Figure 6.10: The time series with the strongest seasonality among the medical product demand series

Key takeaways

Using a time plot is an excellent way to begin understanding your time series data.
Time series data can comprise systematic information, including level, trend, seasonality, and autocorrelation.
The trend and seasonality patterns can be additive or multiplicative. Multiplicative components increase growth/decline patterns over time, whereas additive components imply a more linear growth/decline of firms.
Seasonal and seasonal subseries plots are helpful graphs to reveal seasonality.
Lag plots are an essential tool to understand the association between current and previous observations in time series, i.e., autocorrelation.
Unpredictable randomness is an inherent part of any time series.
When analyzing and forecasting an extensive collection of time series, extracting and plotting numerical time series features helps uncover useful information.

References

Hyndman, R. J., and Athanasopoulos, G. (2021). Forecasting: Principles and practice. Melbourne, Australia: OTexts.

Hyndman, R. J., Athanasopoulos, G., Bergmeir, C., Caceres, G., Chhay, L., O’Hara-Wild, M., … Yasmeen, F. (2023). forecast: Forecasting functions for time series and linear models. R package version 8.21.
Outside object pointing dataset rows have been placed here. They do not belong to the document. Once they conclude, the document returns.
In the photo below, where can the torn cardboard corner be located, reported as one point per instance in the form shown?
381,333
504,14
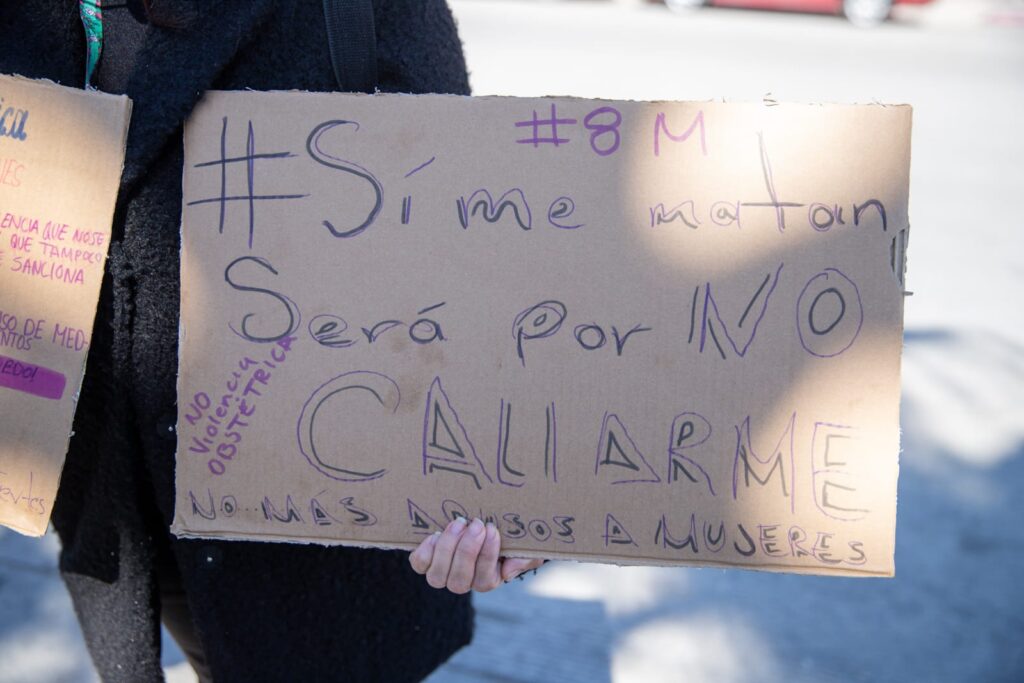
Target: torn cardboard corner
61,153
640,333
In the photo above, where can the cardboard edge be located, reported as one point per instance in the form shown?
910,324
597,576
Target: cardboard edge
766,101
181,531
127,107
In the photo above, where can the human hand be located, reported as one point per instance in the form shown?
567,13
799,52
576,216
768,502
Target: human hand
465,557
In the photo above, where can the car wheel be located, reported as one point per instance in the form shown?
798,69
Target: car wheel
866,12
684,5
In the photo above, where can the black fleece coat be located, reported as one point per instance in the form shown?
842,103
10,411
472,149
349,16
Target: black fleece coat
264,611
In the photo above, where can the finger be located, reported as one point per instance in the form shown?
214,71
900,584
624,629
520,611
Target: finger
420,558
486,577
513,566
440,563
464,562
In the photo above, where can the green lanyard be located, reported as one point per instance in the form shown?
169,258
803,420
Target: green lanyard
92,19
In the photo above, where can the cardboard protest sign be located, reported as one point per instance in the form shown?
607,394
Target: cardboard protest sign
61,152
663,333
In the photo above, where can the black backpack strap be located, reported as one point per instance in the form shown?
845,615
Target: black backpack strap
352,40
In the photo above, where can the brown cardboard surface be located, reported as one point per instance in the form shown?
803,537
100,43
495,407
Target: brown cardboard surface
641,333
61,152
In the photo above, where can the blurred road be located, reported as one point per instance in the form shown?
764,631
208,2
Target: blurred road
955,610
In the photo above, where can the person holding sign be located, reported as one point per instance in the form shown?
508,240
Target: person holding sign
242,610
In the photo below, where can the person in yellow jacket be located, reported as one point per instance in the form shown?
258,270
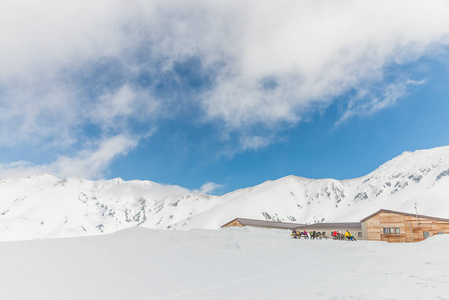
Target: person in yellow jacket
348,235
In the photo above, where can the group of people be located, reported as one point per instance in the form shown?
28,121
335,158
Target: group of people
336,235
307,234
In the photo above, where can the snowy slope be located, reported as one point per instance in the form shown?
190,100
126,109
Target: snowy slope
420,177
44,206
243,263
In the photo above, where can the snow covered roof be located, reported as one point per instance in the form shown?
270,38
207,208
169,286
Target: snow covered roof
404,214
261,223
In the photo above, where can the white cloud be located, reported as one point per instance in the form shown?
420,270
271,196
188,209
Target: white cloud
208,187
273,62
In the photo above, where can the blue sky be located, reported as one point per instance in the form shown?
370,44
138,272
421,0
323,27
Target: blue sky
216,96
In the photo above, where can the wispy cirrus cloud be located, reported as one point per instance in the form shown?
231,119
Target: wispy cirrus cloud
91,162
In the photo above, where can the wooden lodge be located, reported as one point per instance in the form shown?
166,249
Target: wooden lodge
398,227
383,225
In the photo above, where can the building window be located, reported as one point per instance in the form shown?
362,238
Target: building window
392,230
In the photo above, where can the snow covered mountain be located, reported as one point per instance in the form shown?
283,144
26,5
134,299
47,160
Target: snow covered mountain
45,206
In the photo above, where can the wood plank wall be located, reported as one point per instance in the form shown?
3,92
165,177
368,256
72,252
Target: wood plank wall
382,220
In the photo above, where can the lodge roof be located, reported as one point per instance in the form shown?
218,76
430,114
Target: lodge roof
260,223
404,214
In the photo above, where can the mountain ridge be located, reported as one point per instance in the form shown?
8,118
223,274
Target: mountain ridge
44,206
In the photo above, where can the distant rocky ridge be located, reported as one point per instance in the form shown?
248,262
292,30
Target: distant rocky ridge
44,206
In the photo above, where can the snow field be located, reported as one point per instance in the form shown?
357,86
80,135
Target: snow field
235,263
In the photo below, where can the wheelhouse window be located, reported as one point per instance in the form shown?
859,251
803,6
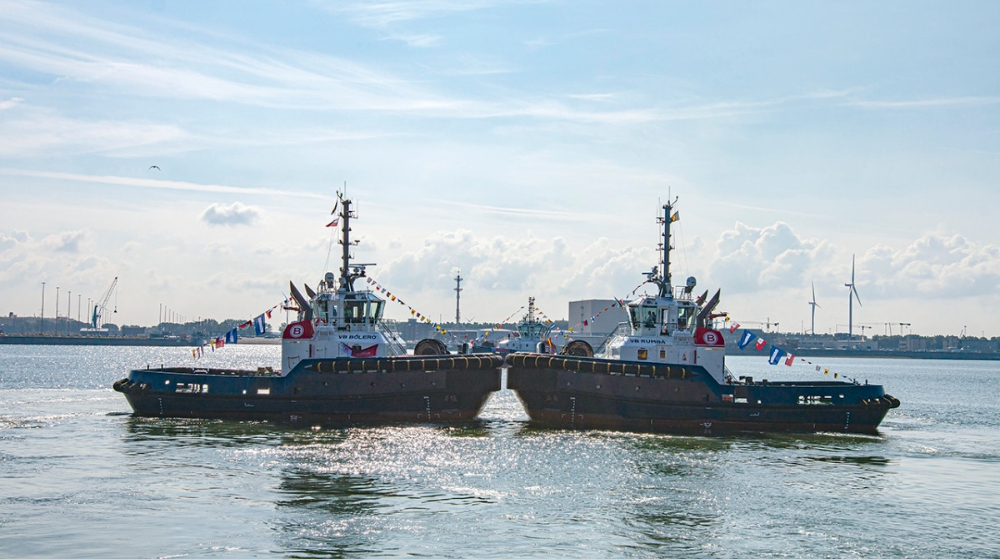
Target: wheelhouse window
684,315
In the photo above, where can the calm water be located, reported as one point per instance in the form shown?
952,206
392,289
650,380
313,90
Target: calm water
80,477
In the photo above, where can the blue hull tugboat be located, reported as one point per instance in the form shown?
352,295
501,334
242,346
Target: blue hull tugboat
664,371
339,364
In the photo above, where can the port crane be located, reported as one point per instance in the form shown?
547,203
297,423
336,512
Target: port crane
102,305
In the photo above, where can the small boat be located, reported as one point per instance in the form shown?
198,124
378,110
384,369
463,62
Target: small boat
339,364
531,336
665,371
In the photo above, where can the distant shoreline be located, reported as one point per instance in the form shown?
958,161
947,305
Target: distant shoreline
887,354
85,340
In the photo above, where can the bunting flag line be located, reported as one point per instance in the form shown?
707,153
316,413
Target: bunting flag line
777,354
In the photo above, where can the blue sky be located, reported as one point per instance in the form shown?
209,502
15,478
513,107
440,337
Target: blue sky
527,143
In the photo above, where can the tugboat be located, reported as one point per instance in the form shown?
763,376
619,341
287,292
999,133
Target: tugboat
339,364
532,336
664,371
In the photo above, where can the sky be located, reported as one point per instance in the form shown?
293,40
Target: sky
528,145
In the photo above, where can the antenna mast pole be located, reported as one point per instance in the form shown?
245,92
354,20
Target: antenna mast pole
458,295
666,290
345,241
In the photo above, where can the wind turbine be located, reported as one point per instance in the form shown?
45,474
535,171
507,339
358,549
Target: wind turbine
814,304
852,294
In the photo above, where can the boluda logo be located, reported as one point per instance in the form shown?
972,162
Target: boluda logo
298,330
705,336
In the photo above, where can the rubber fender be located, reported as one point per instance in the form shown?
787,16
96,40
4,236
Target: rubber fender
430,347
577,348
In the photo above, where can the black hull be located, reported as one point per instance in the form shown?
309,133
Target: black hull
563,392
340,391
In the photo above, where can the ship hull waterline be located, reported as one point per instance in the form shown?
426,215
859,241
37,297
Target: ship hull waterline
686,400
340,391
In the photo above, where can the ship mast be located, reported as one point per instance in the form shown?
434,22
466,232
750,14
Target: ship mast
346,278
662,277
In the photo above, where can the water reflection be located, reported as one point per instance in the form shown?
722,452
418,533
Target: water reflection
328,515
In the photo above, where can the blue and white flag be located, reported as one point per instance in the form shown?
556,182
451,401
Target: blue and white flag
776,353
748,337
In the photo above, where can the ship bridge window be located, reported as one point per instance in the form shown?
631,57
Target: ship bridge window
684,317
375,310
326,310
649,318
362,311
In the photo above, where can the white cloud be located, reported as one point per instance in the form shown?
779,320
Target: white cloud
937,265
231,215
750,259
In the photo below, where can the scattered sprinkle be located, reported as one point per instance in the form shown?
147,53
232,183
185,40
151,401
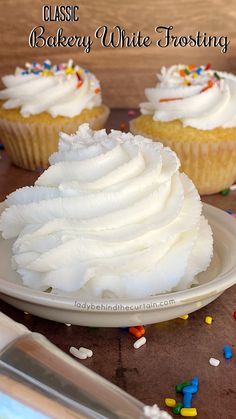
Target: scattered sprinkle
153,412
77,353
179,387
81,353
184,317
208,320
140,342
87,351
227,352
170,402
214,362
122,126
137,331
190,412
225,192
177,408
131,112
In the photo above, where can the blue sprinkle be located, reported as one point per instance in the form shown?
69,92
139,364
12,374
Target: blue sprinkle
190,389
187,400
195,381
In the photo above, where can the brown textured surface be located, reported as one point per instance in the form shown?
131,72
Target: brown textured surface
175,350
127,70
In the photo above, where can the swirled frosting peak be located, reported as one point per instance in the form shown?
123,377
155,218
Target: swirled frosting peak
111,217
61,90
198,96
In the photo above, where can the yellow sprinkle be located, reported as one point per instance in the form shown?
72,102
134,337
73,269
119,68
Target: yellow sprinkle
208,320
46,73
170,402
188,411
184,317
69,70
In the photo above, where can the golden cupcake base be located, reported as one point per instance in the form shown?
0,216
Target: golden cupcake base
208,157
30,141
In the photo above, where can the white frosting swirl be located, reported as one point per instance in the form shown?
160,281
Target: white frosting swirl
112,216
194,104
58,92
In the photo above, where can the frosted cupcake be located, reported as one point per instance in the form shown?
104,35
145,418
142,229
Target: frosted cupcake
111,217
42,100
193,111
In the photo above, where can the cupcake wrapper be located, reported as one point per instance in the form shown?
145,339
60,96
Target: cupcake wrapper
30,145
211,166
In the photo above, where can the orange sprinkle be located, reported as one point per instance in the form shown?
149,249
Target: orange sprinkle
122,126
209,85
169,99
141,329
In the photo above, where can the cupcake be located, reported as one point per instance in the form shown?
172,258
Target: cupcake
42,100
193,111
112,217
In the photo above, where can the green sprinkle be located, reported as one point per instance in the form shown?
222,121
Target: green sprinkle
225,192
217,75
177,408
48,290
179,387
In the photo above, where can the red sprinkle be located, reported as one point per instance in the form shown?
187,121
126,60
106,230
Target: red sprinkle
137,331
169,99
78,76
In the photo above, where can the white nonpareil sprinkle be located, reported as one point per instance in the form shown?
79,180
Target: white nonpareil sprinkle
87,351
153,412
77,353
140,342
214,362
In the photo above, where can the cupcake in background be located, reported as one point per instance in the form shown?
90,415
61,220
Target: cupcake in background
193,111
40,101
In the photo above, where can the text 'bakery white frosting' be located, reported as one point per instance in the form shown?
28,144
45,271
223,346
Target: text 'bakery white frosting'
61,90
111,217
198,96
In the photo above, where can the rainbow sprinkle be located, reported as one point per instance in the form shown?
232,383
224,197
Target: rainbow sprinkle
46,69
190,73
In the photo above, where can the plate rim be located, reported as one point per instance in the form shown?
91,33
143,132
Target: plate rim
212,288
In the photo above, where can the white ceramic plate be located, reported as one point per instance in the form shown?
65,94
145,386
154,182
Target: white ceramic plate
126,312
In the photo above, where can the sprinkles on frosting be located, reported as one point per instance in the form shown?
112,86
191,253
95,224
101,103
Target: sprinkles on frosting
68,69
190,73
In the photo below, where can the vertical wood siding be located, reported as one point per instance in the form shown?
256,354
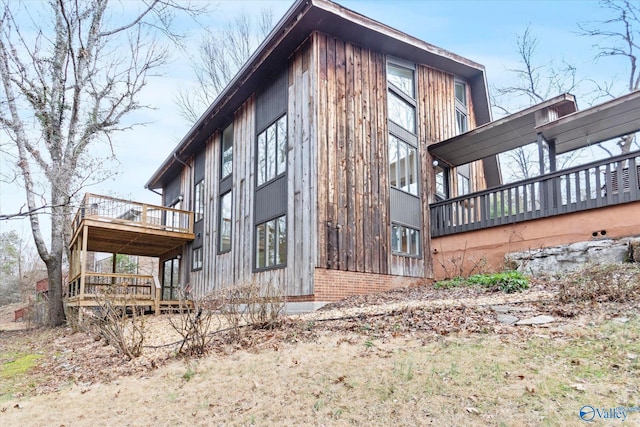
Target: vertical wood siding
352,188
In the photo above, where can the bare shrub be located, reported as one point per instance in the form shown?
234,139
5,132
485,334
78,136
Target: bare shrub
249,305
195,324
232,310
463,265
120,322
601,283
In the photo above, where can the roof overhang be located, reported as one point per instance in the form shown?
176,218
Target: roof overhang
502,135
620,116
304,17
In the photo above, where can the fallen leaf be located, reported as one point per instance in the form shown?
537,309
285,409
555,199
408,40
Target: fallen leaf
578,387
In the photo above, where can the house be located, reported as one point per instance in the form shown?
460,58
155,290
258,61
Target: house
311,170
346,157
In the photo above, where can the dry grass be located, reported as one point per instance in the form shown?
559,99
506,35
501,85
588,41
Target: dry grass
428,360
349,379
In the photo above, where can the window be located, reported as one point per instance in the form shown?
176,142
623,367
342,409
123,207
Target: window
442,187
198,201
172,218
464,179
405,240
224,227
403,165
227,152
401,78
272,151
196,259
170,279
271,243
401,104
460,89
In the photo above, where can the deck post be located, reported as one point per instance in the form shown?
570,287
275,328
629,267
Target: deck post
83,262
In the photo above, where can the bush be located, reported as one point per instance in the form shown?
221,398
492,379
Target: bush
507,282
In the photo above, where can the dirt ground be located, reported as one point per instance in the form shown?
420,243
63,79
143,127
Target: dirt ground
415,356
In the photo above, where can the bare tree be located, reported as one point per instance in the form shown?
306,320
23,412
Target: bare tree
70,72
534,82
618,37
221,54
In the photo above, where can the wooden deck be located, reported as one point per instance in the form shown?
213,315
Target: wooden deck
591,186
116,226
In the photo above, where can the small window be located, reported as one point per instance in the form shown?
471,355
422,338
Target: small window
442,188
401,112
462,121
272,151
401,78
405,240
198,201
196,259
464,179
403,166
224,244
227,152
271,243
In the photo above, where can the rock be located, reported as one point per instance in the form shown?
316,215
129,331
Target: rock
507,318
622,320
508,309
538,320
567,258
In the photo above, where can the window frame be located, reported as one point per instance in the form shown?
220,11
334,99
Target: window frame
223,161
395,226
279,257
280,148
198,201
463,174
199,259
221,249
461,107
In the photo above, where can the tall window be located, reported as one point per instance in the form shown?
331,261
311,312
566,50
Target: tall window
170,279
197,259
401,102
271,243
403,158
198,201
224,243
272,151
442,185
227,152
464,179
405,240
403,165
461,107
225,207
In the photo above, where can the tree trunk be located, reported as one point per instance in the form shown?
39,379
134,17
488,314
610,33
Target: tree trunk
55,260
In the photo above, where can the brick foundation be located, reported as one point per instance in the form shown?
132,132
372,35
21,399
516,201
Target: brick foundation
333,285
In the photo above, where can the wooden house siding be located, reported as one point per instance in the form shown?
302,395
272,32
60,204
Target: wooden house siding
352,188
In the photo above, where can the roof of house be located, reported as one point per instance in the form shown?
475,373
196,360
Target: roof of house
556,119
304,17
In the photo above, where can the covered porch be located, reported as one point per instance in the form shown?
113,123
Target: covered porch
122,228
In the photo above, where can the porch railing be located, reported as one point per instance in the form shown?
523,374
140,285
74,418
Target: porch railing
109,209
125,288
607,182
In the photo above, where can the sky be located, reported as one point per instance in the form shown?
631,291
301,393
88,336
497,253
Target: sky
483,31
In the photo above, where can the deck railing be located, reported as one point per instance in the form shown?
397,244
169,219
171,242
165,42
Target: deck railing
109,209
129,288
589,186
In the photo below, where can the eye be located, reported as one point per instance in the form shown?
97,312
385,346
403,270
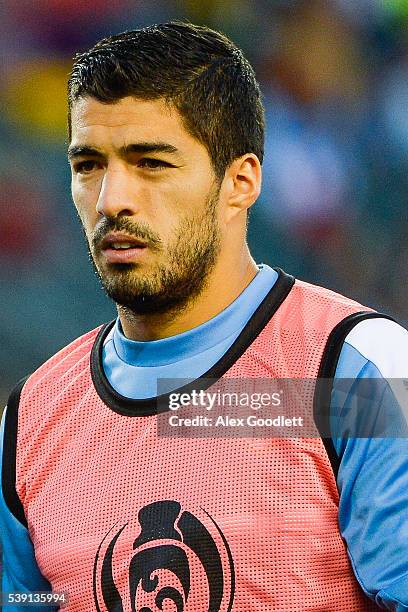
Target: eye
85,167
153,164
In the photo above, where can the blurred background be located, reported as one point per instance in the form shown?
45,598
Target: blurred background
333,209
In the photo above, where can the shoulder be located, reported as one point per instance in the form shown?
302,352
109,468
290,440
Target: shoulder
382,342
68,359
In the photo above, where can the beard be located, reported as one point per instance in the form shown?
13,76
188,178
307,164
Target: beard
170,286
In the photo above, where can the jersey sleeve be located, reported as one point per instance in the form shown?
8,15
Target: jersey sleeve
373,471
20,572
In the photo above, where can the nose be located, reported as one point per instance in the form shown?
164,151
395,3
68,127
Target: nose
118,195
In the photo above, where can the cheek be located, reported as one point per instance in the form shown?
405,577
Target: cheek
84,203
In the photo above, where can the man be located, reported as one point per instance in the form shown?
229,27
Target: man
166,144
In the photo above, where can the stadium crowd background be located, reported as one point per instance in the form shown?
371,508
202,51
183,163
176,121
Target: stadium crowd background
334,205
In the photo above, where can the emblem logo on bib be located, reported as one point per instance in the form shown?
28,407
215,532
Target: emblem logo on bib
168,559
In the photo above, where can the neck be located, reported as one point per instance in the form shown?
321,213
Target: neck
224,285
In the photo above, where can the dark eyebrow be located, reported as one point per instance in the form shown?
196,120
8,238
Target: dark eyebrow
139,147
77,151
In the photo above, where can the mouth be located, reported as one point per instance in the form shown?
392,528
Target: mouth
121,248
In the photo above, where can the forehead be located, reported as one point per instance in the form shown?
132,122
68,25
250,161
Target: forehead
129,119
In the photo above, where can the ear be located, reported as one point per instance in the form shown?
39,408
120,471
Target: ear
243,180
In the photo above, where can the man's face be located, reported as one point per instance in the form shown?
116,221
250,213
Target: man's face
147,197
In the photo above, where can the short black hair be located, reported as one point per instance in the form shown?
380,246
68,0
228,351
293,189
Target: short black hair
199,71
Kang, Y., Hyndman, R. J., and Smith-Miles, K. (2017). Visualising forecasting algorithm performance using time series instance spaces. International Journal of Forecasting, 33(2), 345–358.

O’Hara-Wild, M., Hyndman, R. J., and Wang, E. (2022). feasts: Feature Extraction and Statistics for Time Series. R package version 0.3.0.

Rickwalder, D. (2006). Forecasting weekly effects of recurring irregular occurrences. Foresight: The International Journal of Applied Forecasting, 4, 16–18.